Autism is highly heritable, but the genetic risk factors of autism are still largely unclear and considered to be very heterogeneous. There are several family cohort studies suggesting shared genetic etiology between autism and autoimmune disorders, but detailed comparative studies have not yet been done. In this context, we compared candidate susceptibility gene sets between two groups and verified our findings with postmortem gene expression data.

Objectives:  

To identify shared candidate genes between autism and autoimmune disorders and to verify them by differential expression patterns in autism patients' brain.

Methods:  

We used an autism candidate gene set (717 genes) retrieved from our autism-specific knowledge base, Autworks (http://autworks.hms.harvard.edu), and ten autoimmune disorders including ankylosing spondylitis (AS, 249 genes), autoimmune thyroid disorder (ATD, 227 genes), celiac disorder (CD, 582 genes), inflammatory bowel disorder (IBD, 859 genes), multiple sclerosis (MS, 1463 genes), psoriasis (PS, 829 genes), rheumatoid arthritis (RA, 1814 genes), systemic lupus erythematosus (SLE, 1258 genes), spondylitis (SP, 313 genes), and type I diabetes (T1D, 1575 genes) identified through our cross-disorder knowledge base called Genotator (http://genotator.hms.harvard.edu). For verification, we obtained whole genome, brain tissue expression data of 19 autistic patients and 17 control samples from Gene Expression Omnibus (GSE28521). Networks of candidate risk genes were obtained from STRING database (http://string.embl.de) with a very rigorous confidence score threshold (0.9, max score 0.99).

Results:  

We identified 294 common risk genes between autism and the set of autoimmune disorders.
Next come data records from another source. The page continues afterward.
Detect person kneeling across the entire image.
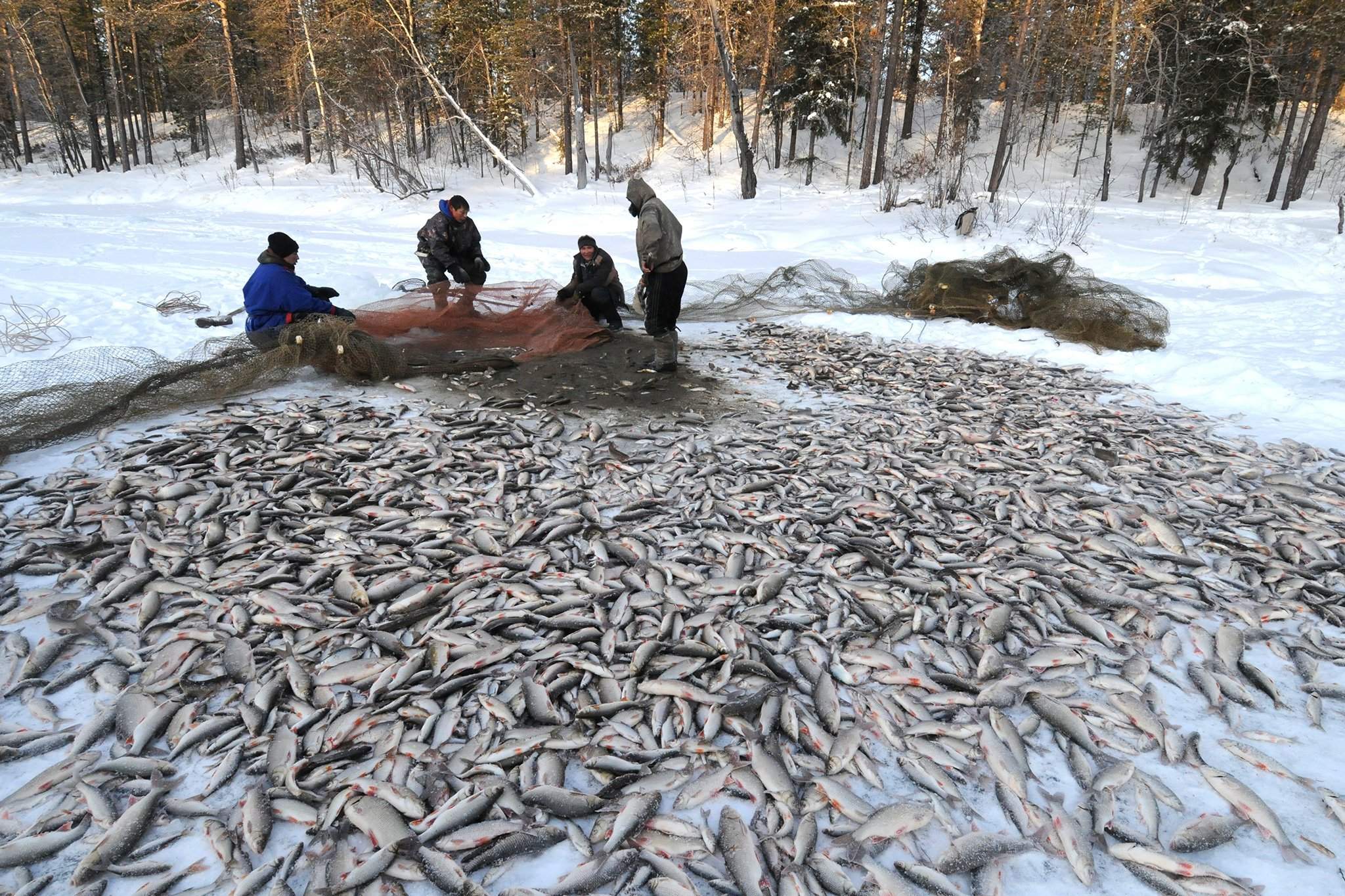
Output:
[244,231,355,351]
[416,196,491,286]
[556,235,625,331]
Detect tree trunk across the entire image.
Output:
[873,0,906,184]
[1101,0,1118,201]
[0,23,32,171]
[56,12,105,171]
[127,0,155,165]
[951,0,986,161]
[1281,66,1341,208]
[701,25,720,156]
[104,26,140,167]
[1217,137,1243,209]
[709,0,756,199]
[772,116,784,169]
[298,0,334,175]
[1190,161,1209,196]
[988,0,1032,202]
[901,0,929,140]
[89,24,117,171]
[1266,81,1304,203]
[803,127,818,186]
[608,13,625,129]
[589,31,603,180]
[215,0,246,168]
[9,19,83,177]
[1082,0,1105,102]
[565,35,588,190]
[1025,78,1056,155]
[860,0,900,190]
[752,0,779,154]
[561,91,574,175]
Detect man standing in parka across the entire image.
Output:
[556,235,625,331]
[244,231,355,351]
[416,196,491,286]
[625,177,686,373]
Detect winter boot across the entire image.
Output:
[653,329,676,373]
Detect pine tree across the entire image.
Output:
[771,1,850,184]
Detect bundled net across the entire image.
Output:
[0,255,1168,454]
[682,249,1168,352]
[0,281,608,456]
[355,280,609,362]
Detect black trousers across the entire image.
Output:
[580,286,621,325]
[417,255,485,286]
[644,262,686,336]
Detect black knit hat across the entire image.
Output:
[267,230,299,258]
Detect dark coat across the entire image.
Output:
[244,249,335,331]
[565,246,624,295]
[416,199,489,270]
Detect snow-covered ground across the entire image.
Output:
[0,100,1345,893]
[0,100,1345,456]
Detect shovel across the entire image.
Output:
[196,308,245,329]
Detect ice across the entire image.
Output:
[0,95,1345,896]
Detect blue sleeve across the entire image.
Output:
[281,271,332,314]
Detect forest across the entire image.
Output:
[0,0,1345,208]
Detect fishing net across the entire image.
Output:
[0,249,1168,456]
[682,249,1168,352]
[0,281,608,456]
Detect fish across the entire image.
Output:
[1168,814,1248,853]
[0,324,1345,896]
[1200,765,1312,864]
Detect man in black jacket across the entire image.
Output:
[416,196,491,286]
[556,235,625,331]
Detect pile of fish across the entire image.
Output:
[0,325,1345,896]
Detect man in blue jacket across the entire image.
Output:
[416,196,491,286]
[244,231,355,348]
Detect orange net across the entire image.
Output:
[355,280,609,360]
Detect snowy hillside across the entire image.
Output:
[0,95,1345,456]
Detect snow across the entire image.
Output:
[0,95,1345,895]
[0,104,1345,447]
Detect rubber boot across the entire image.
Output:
[653,329,676,373]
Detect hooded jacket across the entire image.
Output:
[565,246,624,295]
[244,249,334,331]
[625,177,682,274]
[416,199,489,270]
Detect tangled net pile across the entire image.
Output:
[0,249,1168,454]
[0,281,608,456]
[682,249,1168,352]
[140,290,209,317]
[0,302,74,354]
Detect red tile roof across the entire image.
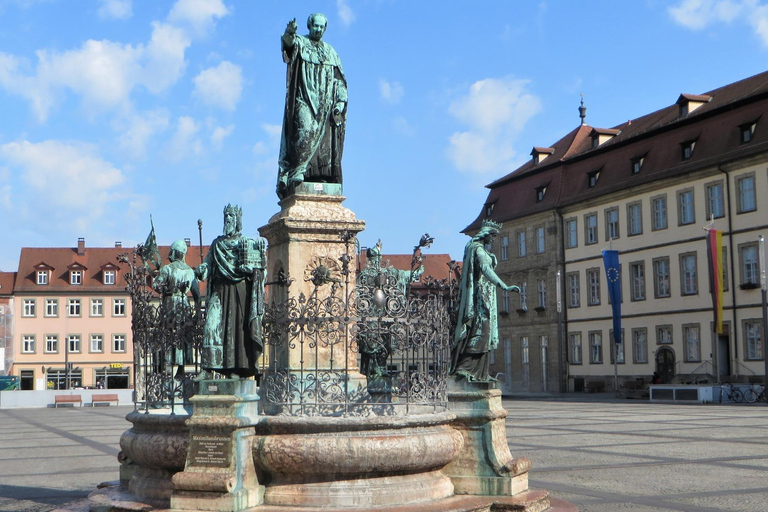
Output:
[464,68,768,232]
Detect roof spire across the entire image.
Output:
[579,93,587,125]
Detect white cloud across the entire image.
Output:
[448,78,541,174]
[168,116,203,162]
[193,60,243,110]
[379,80,404,105]
[0,23,190,122]
[168,0,229,36]
[667,0,768,46]
[336,0,355,27]
[0,140,125,230]
[211,124,235,151]
[97,0,133,20]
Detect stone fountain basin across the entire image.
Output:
[253,412,464,510]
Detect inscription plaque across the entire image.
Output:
[189,434,232,468]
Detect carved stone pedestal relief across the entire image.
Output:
[171,379,264,512]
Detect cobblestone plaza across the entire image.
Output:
[0,395,768,512]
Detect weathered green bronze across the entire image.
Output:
[450,221,520,381]
[152,240,200,377]
[195,205,267,377]
[357,240,424,380]
[277,13,347,199]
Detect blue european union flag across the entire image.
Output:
[603,250,622,343]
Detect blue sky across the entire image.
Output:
[0,0,768,271]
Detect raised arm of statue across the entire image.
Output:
[282,18,299,51]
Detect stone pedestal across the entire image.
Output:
[259,188,365,414]
[171,379,264,512]
[443,378,531,496]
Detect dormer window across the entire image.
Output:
[590,128,621,149]
[37,270,48,284]
[677,94,712,117]
[680,140,696,160]
[587,171,600,188]
[531,147,555,165]
[739,122,757,144]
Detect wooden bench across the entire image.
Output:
[584,380,605,393]
[53,395,83,407]
[91,393,120,407]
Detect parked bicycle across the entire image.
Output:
[744,384,768,404]
[720,384,744,404]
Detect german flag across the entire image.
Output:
[707,229,723,334]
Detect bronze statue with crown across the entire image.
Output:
[451,220,520,381]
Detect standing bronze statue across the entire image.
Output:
[451,221,520,381]
[277,13,347,199]
[195,205,267,377]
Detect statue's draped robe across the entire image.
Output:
[152,261,200,365]
[451,240,501,380]
[277,35,347,199]
[202,235,263,377]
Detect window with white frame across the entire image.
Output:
[517,231,528,258]
[608,329,624,364]
[589,331,603,364]
[739,244,760,286]
[538,279,547,309]
[707,181,725,219]
[683,324,701,363]
[584,213,597,245]
[45,334,59,354]
[501,235,509,261]
[653,258,671,298]
[632,328,648,364]
[627,201,643,236]
[744,320,763,361]
[651,196,667,231]
[629,261,645,301]
[67,299,80,316]
[605,208,619,240]
[587,268,600,306]
[112,334,125,352]
[677,189,696,226]
[112,299,125,316]
[45,299,59,317]
[91,334,104,352]
[520,336,530,389]
[656,325,672,345]
[21,299,37,317]
[568,332,581,364]
[91,299,104,316]
[680,253,699,295]
[568,272,581,308]
[736,174,757,213]
[21,334,35,354]
[565,219,579,249]
[67,334,80,352]
[536,227,546,254]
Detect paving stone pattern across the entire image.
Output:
[0,395,768,512]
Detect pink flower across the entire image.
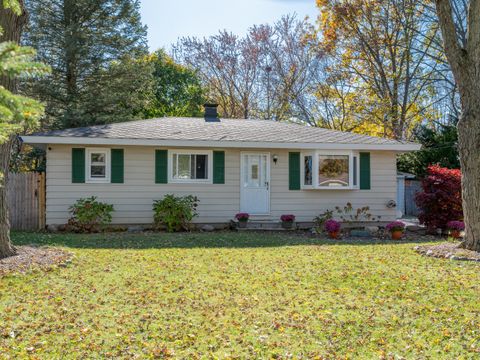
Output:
[325,219,342,233]
[280,214,295,222]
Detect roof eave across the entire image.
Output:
[21,136,421,152]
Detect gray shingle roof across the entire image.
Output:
[29,118,409,145]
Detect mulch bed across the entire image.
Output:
[0,246,72,277]
[415,242,480,262]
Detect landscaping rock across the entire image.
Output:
[47,225,58,232]
[415,242,480,262]
[365,226,380,235]
[127,225,143,233]
[201,224,215,232]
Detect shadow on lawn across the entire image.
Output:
[12,231,445,249]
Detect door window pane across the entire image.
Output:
[244,155,267,187]
[177,154,191,179]
[252,164,258,180]
[318,155,349,187]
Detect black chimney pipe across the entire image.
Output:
[203,104,220,122]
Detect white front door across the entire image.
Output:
[240,152,270,215]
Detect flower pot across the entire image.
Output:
[282,221,294,230]
[450,230,460,239]
[392,230,403,240]
[238,220,248,229]
[328,231,340,239]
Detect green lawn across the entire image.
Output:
[0,232,480,359]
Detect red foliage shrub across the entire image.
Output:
[415,165,463,230]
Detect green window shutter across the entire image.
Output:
[213,151,225,184]
[360,153,371,190]
[110,149,124,184]
[155,150,168,184]
[72,148,85,184]
[288,152,300,190]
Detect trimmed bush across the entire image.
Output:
[153,194,199,232]
[67,196,114,232]
[415,165,463,231]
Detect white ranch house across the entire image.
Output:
[22,108,420,225]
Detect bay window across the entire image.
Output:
[301,151,358,189]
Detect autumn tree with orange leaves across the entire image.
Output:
[317,0,438,140]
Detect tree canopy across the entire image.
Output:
[23,0,153,128]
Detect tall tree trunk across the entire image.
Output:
[63,0,81,128]
[436,0,480,252]
[0,0,27,259]
[458,106,480,251]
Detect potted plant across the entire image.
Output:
[325,219,342,239]
[280,214,295,229]
[235,213,250,228]
[385,221,405,240]
[447,221,465,240]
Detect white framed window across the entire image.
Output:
[301,150,359,190]
[168,150,213,183]
[85,148,110,183]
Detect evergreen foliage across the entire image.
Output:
[147,49,206,117]
[24,0,152,128]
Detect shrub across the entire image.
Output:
[447,221,465,231]
[415,165,463,231]
[235,213,250,221]
[385,221,405,232]
[67,196,114,232]
[280,214,295,222]
[153,194,199,232]
[325,219,342,233]
[313,210,333,232]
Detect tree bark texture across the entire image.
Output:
[0,0,27,259]
[436,0,480,252]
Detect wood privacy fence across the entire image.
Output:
[7,172,45,230]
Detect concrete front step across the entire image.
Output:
[237,221,296,231]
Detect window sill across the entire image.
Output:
[85,179,110,184]
[168,179,213,184]
[300,186,360,191]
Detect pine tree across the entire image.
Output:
[0,0,48,259]
[23,0,153,128]
[148,49,206,117]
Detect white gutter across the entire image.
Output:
[21,136,421,151]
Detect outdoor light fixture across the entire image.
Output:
[272,154,278,165]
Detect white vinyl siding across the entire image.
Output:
[47,145,396,224]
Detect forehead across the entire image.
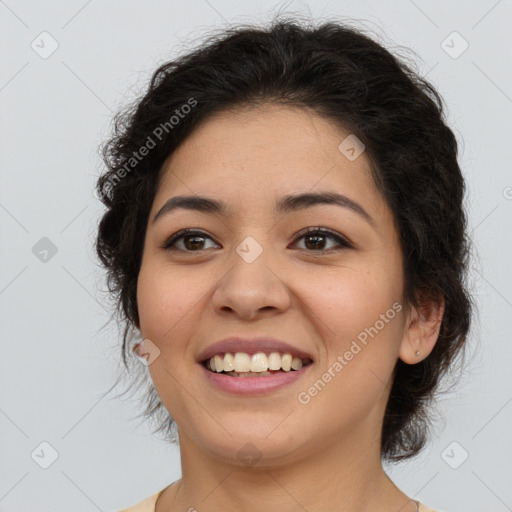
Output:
[155,105,386,223]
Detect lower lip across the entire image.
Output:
[200,363,313,395]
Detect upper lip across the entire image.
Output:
[198,337,313,363]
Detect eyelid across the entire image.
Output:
[161,228,220,252]
[293,226,355,254]
[161,226,356,254]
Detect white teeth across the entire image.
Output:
[207,352,310,375]
[281,354,292,372]
[292,357,302,370]
[213,355,224,373]
[251,352,268,372]
[234,352,251,372]
[268,352,281,370]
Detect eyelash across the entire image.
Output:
[162,227,354,254]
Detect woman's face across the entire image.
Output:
[137,106,416,464]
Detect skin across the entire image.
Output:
[137,105,443,512]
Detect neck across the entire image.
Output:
[156,426,417,512]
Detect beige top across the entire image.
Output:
[119,487,438,512]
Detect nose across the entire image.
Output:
[212,243,291,320]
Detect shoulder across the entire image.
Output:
[419,503,444,512]
[119,489,164,512]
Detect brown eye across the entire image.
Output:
[297,228,353,252]
[163,229,219,252]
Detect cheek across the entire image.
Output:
[137,263,199,343]
[300,268,401,342]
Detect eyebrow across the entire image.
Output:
[153,192,375,227]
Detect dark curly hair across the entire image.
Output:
[96,19,474,462]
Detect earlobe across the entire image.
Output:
[398,296,445,364]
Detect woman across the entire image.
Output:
[97,16,472,512]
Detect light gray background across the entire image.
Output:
[0,0,512,512]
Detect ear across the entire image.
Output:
[398,296,445,364]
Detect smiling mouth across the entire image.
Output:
[202,352,313,377]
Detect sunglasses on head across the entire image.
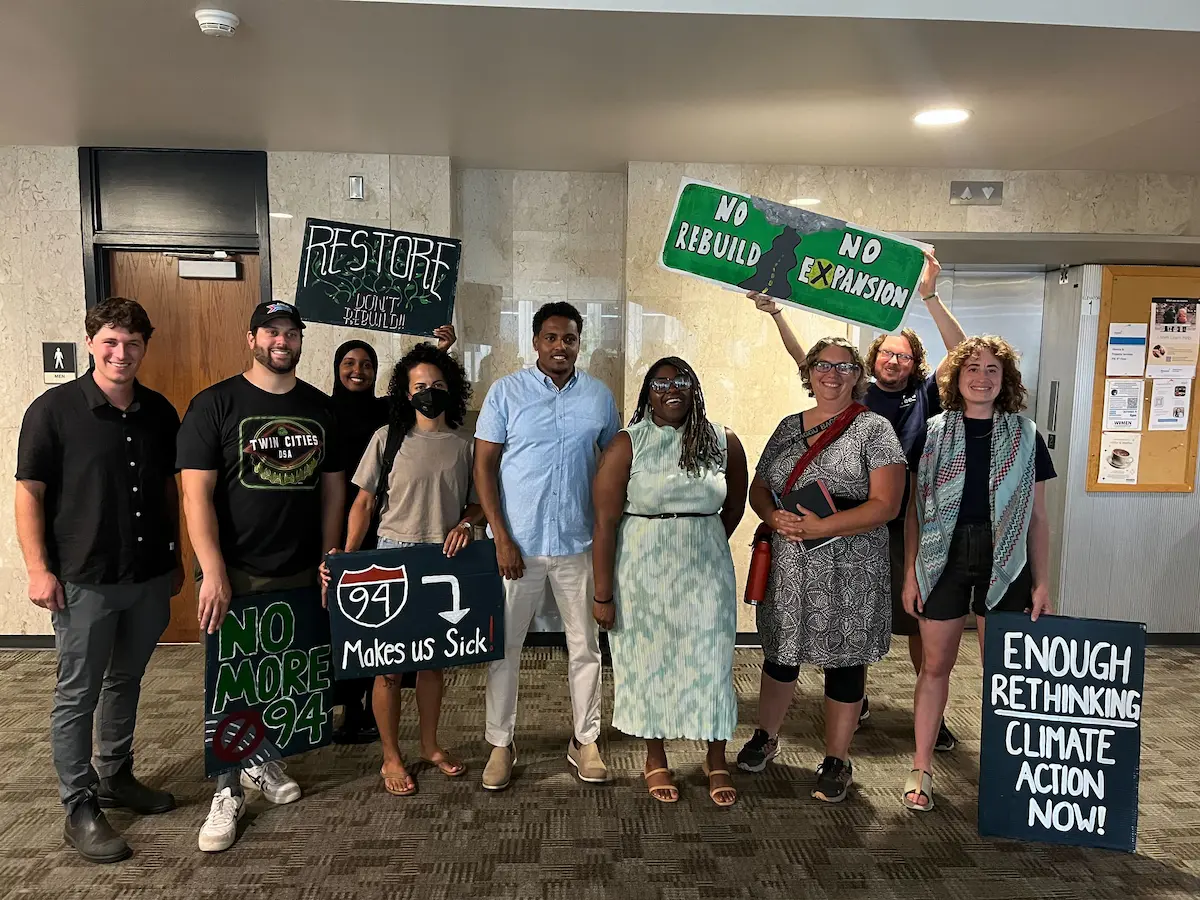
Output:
[812,359,858,374]
[650,374,691,394]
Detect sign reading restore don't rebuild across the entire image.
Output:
[660,179,925,331]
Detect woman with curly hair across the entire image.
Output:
[738,337,905,803]
[904,335,1055,811]
[592,356,746,806]
[346,343,484,797]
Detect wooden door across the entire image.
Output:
[108,251,260,643]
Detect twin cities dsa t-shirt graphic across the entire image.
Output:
[238,415,325,490]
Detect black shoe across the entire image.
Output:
[812,756,854,803]
[934,719,959,754]
[738,728,779,772]
[62,797,133,863]
[97,760,175,816]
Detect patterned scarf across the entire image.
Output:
[917,410,1037,610]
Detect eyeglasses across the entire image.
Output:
[650,376,691,394]
[812,359,859,374]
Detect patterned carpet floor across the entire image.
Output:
[0,637,1200,900]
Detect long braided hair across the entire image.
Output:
[629,356,725,478]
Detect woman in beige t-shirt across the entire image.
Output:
[346,343,484,797]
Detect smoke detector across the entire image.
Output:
[196,10,241,37]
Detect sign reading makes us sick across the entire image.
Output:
[979,612,1146,852]
[660,179,925,331]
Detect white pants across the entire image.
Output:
[485,551,600,746]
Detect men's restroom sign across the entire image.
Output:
[337,565,408,628]
[325,541,504,678]
[42,341,76,384]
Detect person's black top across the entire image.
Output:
[908,418,1058,524]
[330,341,389,515]
[863,372,942,523]
[17,373,179,584]
[175,374,342,577]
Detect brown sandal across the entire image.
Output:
[379,769,416,797]
[421,750,467,778]
[642,768,679,803]
[702,762,738,809]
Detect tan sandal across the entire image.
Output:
[703,762,738,809]
[642,768,679,803]
[904,769,934,812]
[379,769,416,797]
[421,750,467,778]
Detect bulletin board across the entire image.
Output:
[1087,266,1200,493]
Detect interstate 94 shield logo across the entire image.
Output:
[337,564,408,628]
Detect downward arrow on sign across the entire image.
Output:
[421,575,470,625]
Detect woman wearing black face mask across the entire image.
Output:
[346,343,484,797]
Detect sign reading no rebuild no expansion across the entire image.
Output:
[660,179,925,331]
[295,218,462,337]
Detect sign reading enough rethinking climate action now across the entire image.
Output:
[979,612,1146,853]
[204,588,334,776]
[325,541,504,678]
[660,179,925,331]
[295,218,462,337]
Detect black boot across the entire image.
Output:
[98,760,175,816]
[62,796,133,863]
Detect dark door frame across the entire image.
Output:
[79,146,271,310]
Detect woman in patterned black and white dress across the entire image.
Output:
[738,337,905,803]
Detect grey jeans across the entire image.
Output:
[50,574,170,806]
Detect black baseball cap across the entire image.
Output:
[250,300,304,331]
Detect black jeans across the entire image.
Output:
[922,522,1033,622]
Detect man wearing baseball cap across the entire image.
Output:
[176,301,346,852]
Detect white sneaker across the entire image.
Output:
[241,760,300,804]
[199,787,246,853]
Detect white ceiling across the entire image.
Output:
[0,0,1200,172]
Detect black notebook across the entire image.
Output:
[780,479,838,552]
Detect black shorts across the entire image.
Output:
[922,522,1033,622]
[888,518,920,637]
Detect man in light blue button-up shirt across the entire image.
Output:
[475,302,620,791]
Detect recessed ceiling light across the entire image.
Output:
[912,107,971,125]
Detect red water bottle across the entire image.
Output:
[745,526,770,606]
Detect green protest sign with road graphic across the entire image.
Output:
[660,179,925,331]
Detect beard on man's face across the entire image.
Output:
[254,346,300,374]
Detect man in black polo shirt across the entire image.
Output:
[176,301,346,852]
[16,298,182,863]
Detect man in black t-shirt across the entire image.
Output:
[176,301,346,851]
[16,298,182,863]
[749,252,966,750]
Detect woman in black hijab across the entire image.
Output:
[330,325,457,744]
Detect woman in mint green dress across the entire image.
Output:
[592,356,746,806]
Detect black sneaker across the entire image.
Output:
[934,719,959,754]
[812,756,854,803]
[738,728,779,772]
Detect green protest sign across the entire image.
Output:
[660,179,925,331]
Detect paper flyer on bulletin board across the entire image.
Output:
[1096,431,1141,485]
[1150,378,1192,431]
[1104,378,1146,431]
[1104,322,1148,378]
[1146,296,1200,378]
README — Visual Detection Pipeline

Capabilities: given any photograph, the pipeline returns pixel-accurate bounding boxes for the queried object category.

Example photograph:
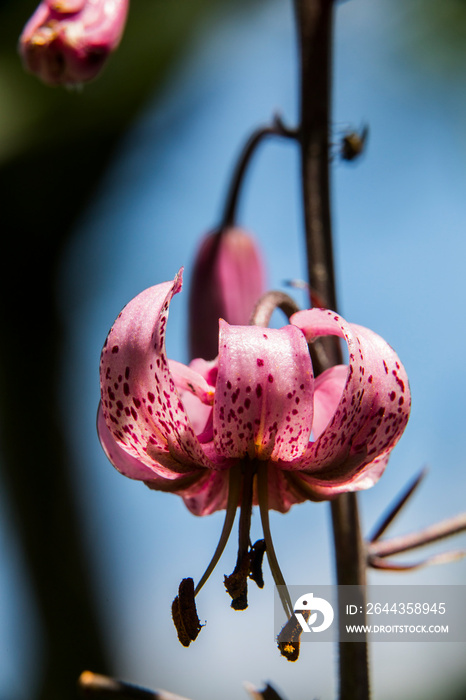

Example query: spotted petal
[214,321,313,461]
[290,309,411,490]
[100,273,218,476]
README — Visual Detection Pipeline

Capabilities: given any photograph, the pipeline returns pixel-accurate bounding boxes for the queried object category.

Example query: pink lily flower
[98,271,410,614]
[19,0,129,85]
[189,226,265,359]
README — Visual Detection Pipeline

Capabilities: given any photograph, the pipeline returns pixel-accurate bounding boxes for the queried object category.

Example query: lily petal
[290,309,411,478]
[100,272,218,475]
[214,320,313,461]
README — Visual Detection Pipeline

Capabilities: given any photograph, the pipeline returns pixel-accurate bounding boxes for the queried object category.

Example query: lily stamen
[257,462,293,618]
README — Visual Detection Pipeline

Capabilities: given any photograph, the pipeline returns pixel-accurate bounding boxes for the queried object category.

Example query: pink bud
[19,0,129,85]
[189,227,265,359]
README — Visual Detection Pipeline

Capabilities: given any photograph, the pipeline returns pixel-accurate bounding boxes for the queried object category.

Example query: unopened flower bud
[189,227,265,359]
[19,0,129,85]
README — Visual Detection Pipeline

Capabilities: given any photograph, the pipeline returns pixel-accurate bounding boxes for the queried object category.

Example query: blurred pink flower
[98,272,410,515]
[19,0,129,85]
[189,226,265,359]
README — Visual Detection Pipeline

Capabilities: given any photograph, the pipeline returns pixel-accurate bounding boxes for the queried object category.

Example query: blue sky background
[0,0,466,700]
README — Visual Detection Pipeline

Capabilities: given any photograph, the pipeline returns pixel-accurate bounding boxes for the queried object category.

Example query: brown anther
[249,540,265,588]
[277,610,311,661]
[172,578,203,647]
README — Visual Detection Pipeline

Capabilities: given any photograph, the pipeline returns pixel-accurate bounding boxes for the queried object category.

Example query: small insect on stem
[340,124,369,161]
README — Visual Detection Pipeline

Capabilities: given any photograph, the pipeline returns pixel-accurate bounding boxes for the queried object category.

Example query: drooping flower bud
[18,0,129,85]
[189,227,265,359]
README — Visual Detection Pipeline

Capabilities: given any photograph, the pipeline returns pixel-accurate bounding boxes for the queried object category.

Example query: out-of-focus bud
[189,227,265,359]
[18,0,129,85]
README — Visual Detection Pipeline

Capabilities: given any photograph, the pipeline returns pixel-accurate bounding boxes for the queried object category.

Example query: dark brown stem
[295,0,369,700]
[220,116,297,229]
[78,671,187,700]
[368,513,466,557]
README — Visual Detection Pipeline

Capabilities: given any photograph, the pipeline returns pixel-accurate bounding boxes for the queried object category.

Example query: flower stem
[294,0,369,700]
[220,116,297,230]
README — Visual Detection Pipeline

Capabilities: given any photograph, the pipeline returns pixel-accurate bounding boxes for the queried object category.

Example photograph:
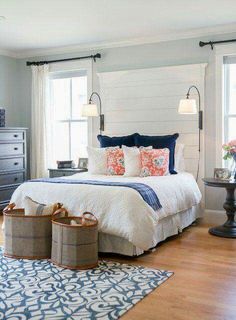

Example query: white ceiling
[0,0,236,55]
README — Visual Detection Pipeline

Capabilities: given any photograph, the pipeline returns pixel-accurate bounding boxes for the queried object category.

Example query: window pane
[72,76,87,119]
[53,122,71,164]
[226,64,236,114]
[51,78,70,120]
[228,118,236,141]
[71,122,88,162]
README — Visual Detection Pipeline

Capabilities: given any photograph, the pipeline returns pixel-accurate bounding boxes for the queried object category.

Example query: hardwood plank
[0,217,236,320]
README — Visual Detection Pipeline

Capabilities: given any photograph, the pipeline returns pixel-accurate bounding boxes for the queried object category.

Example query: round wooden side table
[203,178,236,238]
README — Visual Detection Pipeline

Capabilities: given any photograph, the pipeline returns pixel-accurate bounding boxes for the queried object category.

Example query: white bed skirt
[98,205,202,256]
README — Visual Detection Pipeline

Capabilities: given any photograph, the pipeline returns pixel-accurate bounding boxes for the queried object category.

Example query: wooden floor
[0,217,236,320]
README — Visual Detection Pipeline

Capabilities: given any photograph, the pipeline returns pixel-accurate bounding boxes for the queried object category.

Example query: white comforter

Thirty of these genes were significantly differentially expressed in the cerebellum of case with autism. These genes include RNA binding proteins (RBFOX1), GABA receptor genes (GABRA1, GABRB3), and MHC specific genes (HLA-A). We also identified 8 possible novel candidate genes for autism, by analyzing autoimmune risk genes that have strong association with known ASD candidate genes and are differentially expressed in the autism patient samples. These genes include heat-shock protein (HSP90AA1), lymphocyte antigen (LY96), and nuclear receptor co-activator gene (NCOA1).

Conclusions:  

We examined a group of autism candidate genes that may share common genetic risk factors with autoimmune disorders. Of interest, RBFOX1 gene was common in MS and SLE, and RARA gene, which falls in 17q21 region, was common in MS, PS, and T1D. We also identified possible novel autism candidate genes by network analysis including NCOA1 which interacts with RARA and differentially expressed in autistic patient samples. These results reinforce the idea of common genetic pathologies between autism and autoimmune disorders.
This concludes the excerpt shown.